Rule 501(a) under the Securities Act, in relevant part, states that an “accredited investor” shall mean any person who comes within any of the below listed categories, or who the issuer reasonably believes comes within
any of the below listed categories, at the time of the sale of the securities to that person. The Investor has indicated, by marking and initialing the appropriate box below, the provision(s) below which apply to the Investor and under which the
Investor accordingly qualifies as an “accredited investor.”

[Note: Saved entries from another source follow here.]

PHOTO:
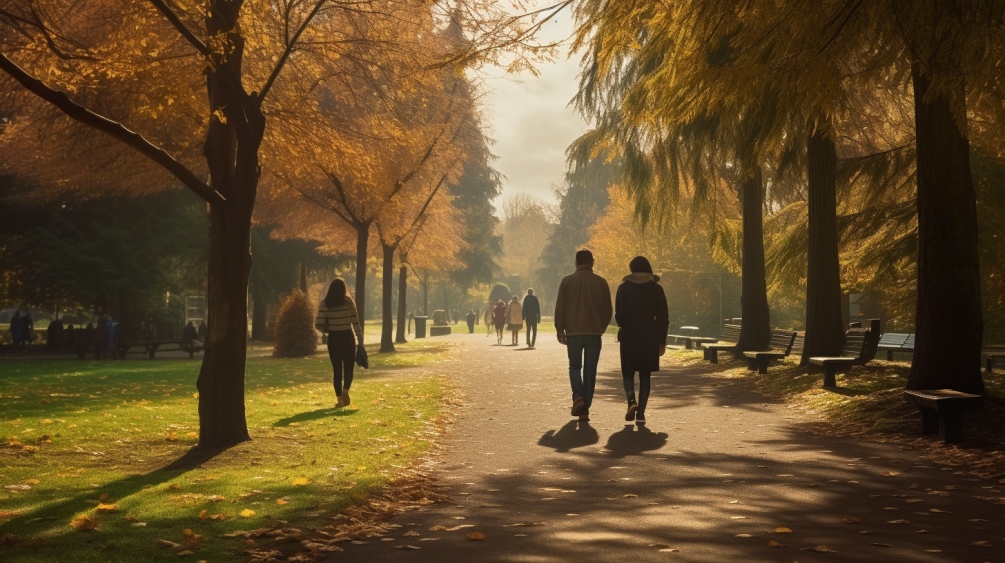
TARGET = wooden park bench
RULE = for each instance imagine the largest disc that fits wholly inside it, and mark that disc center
(896, 342)
(855, 353)
(942, 410)
(692, 341)
(994, 354)
(779, 347)
(727, 342)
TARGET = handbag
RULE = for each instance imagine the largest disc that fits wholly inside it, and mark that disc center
(361, 357)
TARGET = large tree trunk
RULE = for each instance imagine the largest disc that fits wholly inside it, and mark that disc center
(824, 325)
(362, 243)
(949, 320)
(387, 314)
(755, 333)
(232, 155)
(399, 337)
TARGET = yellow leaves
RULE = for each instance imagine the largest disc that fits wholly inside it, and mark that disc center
(83, 524)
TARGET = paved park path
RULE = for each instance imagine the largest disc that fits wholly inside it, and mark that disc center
(721, 473)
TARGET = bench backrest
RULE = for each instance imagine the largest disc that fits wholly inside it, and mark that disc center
(855, 341)
(798, 343)
(782, 340)
(731, 333)
(894, 339)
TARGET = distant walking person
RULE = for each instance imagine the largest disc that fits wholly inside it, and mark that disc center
(498, 320)
(640, 311)
(515, 318)
(582, 313)
(337, 317)
(532, 315)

☐ Any bank, registered broker or dealer, insurance company, registered investment company, business development company, or small
business investment company;
☐ Any plan established and maintained by a state, its political subdivisions, or any agency or instrumentality of a state or its
political subdivisions for the benefit of its employees, if such plan has total assets in excess of $5,000,000;
☐ Any employee benefit plan, within the meaning of the Employee Retirement Income Security Act of 1974, if a bank, insurance
company, or registered investment adviser makes the investment decisions, or if the plan has total assets in excess of $5,000,000;
☐ Any organization described in Section 501(c)(3) of the Internal Revenue Code, corporation, similar business trust, or partnership,
not formed for the specific purpose of acquiring the securities offered, with total assets in excess of $5,000,000;
☐ Any director, executive officer, or general partner of the issuer of the securities being offered or sold, or any director,
executive officer, or general partner of a general partner of that issuer;
☐ Any natural person whose individual net worth, or joint net worth with that person’s spouse, exceeds $1,000,000. For purposes of
calculating a natural person’s net worth: (a) the person’s primary residence shall not be included as an asset; (b) indebtedness that is secured by the person’s primary residence, up to the estimated fair market value of the primary residence at
the time of the sale of securities, shall not be included as a liability (except that if the amount of such indebtedness outstanding at the time of sale of securities exceeds the amount outstanding sixty (60) days before such time, other than as
a result of the acquisition of the primary residence, the amount of such excess shall be included as a liability); and (c) indebtedness that is secured by the person’s primary residence in excess of the estimated fair market value of the primary
residence at the time of the sale of securities shall be included as a liability;
☐ Any natural person who had an individual income in excess of $200,000 in each of the two most recent years or joint income with
that person’s spouse in excess of $300,000 in each of those years and has a reasonable expectation of reaching the same income level in the current year;
☐ Any natural person holding in good standing one or more professional certifications or designations or credentials from an
accredited educational institution that the SEC has designated as qualifying an individual for accredited investor status, such as a General Securities Representative license (Series 7), a Private Securities Offerings Representative license
(Series 82) and an Investment Adviser Representative license (Series 65);
☐ Any trust with assets in excess of $5,000,000, not formed to acquire the securities offered, whose purchase is directed by a
sophisticated person; or
☐ Any entity in which all of the equity owners are accredited investors meeting one or more of the above tests.
This page should be completed by the Investor
and constitutes a part of the Subscription Agreement.